AbstractsGeography &GIS

Making the City : A Document on Tactical Urbanism

by Talayeh Hamidya




Institution: University of Waterloo
Department:
Year: 2015
Keywords: Architecture, Urbanism, Tactical Urbanism, Game Urbanism, Psychogeography, place making, Urban Spatial Strategies, appropriation, Urban Toronto, Toronto
Record ID: 2058424
Full text PDF: http://hdl.handle.net/10012/9130


Abstract

In the past decade city of Toronto has seen an unprecedented growth in its population. This surge on growth of the city poses questions about the quality of its future public and private spaces and its patterns of growth.
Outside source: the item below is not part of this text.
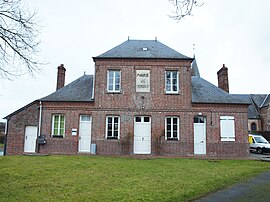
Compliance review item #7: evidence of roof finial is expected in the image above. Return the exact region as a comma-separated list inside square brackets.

In the face of these questions the thesis briefly navigates the political and economic landscape of Toronto and its most common practices of city making in search for alternatives. It proposes a new type of urbanism that is driven by ordinary people. This urbanism allows for building a city that is more reflective of the multitude and complex sum of the urban population of Toronto and is more compatible with the rapid cycles of economy, new paradigms in culture and the unforeseen conditions of growth. Tactical Urbanism, as a response to aforementioned conditions, uses tactics to influence the long term planning, rearrange power in the field of action and make use of limited resources. According to Michel De Certeau, tactic is the ruse of players in a field that is dominated by others. In this case the field is the city, the objective is building public and shared spaces and the City and developers are the dominant players. In this thesis four separate projects, that were developed and undertaken between June 2012 and October 2013 in Toronto by the author and in collaboration, are presented as experiments for examining the effectiveness, techniques and possibilities within Tactical Urbanism. Developed mostly based on the concept of détournement (diversion), borrowed from the Situationist International, two streams of experiment are developed: one that is defined by temporary appropriation of space and the other by narrating the city through dynamic and ludic space of walking. Both of these streams of action are concerned with the personal relationship of people and places and focus on fostering a sense of belonging and ownership over the urban built environment.